Les chercheurs ont posé 158 questions aux rêveurs conscients. Qui a répondu correctement 18,6% du tempsLes chercheurs rapportent aujourd’hui dans Biologie actuelle. Les rêveurs ont donné la mauvaise réponse à seulement 3,2% des questions. 17,7% des réponses n’étaient pas claires et 60,8% des questions n’ont reçu aucune réponse. Les chercheurs affirment que ces chiffres montrent que la communication, même si elle est difficile, est possible. «C’est une preuve de concept», déclare Bird. « Et le fait que différents laboratoires aient utilisé toutes ces différentes méthodes pour démontrer que ce type de communication bidirectionnelle est possible … le rend encore plus fort. »
Après plusieurs questions, les rêveurs se sont réveillés et ont été invités à décrire leurs rêves. Certains se sont souvenus de questions dans le cadre du rêve: un rêveur a signalé des problèmes de mathématiques sortant de l’autoradio. Il était le dernier à une fête quand il a entendu un chercheur interrompre son rêve, comme le narrateur dans un film, pour lui demander s’il parlait espagnol.

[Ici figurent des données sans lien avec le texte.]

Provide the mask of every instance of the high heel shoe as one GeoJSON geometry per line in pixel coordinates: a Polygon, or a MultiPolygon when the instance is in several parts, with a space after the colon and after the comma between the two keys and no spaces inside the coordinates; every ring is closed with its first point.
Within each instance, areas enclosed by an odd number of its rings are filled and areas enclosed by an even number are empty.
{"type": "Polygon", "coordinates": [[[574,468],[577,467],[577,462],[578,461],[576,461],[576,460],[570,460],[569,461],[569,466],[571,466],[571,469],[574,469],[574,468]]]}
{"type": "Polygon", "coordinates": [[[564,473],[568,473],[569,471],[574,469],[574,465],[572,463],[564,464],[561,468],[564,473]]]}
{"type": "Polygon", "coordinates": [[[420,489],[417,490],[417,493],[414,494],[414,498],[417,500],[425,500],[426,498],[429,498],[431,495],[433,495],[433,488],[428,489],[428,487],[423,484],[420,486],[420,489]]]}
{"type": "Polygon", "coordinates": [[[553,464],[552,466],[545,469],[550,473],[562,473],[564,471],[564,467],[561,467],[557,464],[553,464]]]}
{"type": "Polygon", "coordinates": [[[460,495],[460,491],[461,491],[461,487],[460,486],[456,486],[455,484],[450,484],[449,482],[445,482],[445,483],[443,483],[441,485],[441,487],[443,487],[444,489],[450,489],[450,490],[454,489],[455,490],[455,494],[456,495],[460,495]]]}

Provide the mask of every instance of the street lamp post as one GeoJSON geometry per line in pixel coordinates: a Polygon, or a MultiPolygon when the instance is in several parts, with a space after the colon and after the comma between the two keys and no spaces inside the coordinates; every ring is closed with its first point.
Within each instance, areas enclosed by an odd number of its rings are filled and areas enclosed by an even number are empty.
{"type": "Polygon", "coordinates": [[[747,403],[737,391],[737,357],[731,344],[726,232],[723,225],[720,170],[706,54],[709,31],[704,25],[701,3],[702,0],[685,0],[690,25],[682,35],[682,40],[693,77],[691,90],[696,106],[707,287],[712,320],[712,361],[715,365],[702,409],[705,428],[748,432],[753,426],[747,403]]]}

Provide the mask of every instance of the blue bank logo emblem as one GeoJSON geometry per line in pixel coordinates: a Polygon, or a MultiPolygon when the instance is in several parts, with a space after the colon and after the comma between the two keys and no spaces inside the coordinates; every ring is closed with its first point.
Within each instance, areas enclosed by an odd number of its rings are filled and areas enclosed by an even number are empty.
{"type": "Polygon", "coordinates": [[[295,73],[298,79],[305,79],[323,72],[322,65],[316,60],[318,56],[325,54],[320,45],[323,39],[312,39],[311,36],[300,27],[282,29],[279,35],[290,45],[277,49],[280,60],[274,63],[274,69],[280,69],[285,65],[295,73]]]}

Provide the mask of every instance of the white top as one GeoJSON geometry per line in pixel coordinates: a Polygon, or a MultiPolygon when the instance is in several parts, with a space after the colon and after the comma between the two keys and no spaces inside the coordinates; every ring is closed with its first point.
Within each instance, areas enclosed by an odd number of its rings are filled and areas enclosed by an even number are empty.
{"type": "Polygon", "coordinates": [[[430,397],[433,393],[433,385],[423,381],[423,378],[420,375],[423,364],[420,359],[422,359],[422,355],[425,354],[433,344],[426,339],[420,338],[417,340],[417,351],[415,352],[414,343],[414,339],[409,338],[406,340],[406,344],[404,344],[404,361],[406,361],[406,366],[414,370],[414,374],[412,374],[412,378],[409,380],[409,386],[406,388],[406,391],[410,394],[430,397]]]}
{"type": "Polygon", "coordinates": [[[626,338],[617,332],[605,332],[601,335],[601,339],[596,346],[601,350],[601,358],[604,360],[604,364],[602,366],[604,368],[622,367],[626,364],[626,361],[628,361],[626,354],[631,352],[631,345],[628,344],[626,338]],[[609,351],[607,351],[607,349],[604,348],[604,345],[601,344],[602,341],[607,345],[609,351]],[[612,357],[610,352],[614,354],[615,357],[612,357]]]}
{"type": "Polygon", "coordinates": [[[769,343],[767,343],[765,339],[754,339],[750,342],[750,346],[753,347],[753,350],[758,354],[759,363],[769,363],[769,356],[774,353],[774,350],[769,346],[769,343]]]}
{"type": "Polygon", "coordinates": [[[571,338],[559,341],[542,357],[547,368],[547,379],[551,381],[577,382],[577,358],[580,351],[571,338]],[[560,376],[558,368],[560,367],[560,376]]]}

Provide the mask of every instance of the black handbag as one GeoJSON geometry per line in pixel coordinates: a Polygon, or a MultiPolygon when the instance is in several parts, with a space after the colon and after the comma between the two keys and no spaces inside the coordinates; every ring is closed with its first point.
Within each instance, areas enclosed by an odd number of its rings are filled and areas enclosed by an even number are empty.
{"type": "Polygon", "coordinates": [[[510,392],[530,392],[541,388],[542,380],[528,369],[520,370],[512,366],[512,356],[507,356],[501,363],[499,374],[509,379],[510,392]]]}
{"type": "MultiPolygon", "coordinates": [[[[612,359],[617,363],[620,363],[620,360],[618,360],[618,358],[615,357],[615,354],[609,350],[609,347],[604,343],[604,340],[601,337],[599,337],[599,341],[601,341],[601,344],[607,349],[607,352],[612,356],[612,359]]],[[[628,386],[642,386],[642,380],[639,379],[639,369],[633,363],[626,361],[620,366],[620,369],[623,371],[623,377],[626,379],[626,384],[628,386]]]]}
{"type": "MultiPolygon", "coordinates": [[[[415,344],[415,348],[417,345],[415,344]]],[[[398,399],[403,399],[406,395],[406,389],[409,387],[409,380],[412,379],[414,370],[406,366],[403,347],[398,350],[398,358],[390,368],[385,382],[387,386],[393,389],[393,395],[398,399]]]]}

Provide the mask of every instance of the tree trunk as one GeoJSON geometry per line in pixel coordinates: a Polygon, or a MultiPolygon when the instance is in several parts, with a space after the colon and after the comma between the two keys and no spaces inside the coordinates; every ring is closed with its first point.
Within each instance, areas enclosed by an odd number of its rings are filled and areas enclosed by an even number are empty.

L’expérience offre un meilleur moyen d’étudier les rêves, explique l’auteur principal Karen Concoli, neuroscientifique cognitive à l’Université Northwestern. « Presque tout ce que l’on sait sur les rêves s’appuie sur des rapports rétrospectifs donnés lorsqu’une personne est éveillée et qui peuvent être déformés. » À l’avenir, Konkoli espère que cette technologie pourra être utilisée à des fins thérapeutiques pour influencer les rêves des gens afin qu’ils puissent mieux faire face aux traumatismes, à l’anxiété et à la dépression.
Baird dit que des «conversations» endormies peuvent également aider le rêveur à résoudre des problèmes, à acquérir de nouvelles compétences ou même à trouver des idées créatives. « Rêver est un état hautement interconnecté qui peut présenter des avantages en matière de créativité. »
Michael Carr, neuroscientifique cognitif de l’Université de Rochester, qui n’a pas participé à l’étude, s’est dit enthousiasmé par de telles applications futures. Mais elle soutient que les rapports de rêves rétrospectifs ne peuvent pas être remplacés. «Lorsque vous rêvez, vos capacités de reportage sont très limitées», dit-elle.
Changer les pensées des gens pendant les rêves est toujours une science-fiction, déclare le co-auteur et neuroscientifique perceptif Ken Palier, qui travaille également pour Northwestern. Cependant, on pense que l’expérience est une première étape importante dans la communication avec les rêveurs. Il compare cela à la première conversation au téléphone ou à une conversation avec un astronaute sur une autre planète. Il dit que les rêveurs vivent dans un «monde entièrement fait de souvenirs stockés dans le cerveau». Maintenant, les chercheurs semblent avoir trouvé un moyen de communiquer avec les gens de ce monde.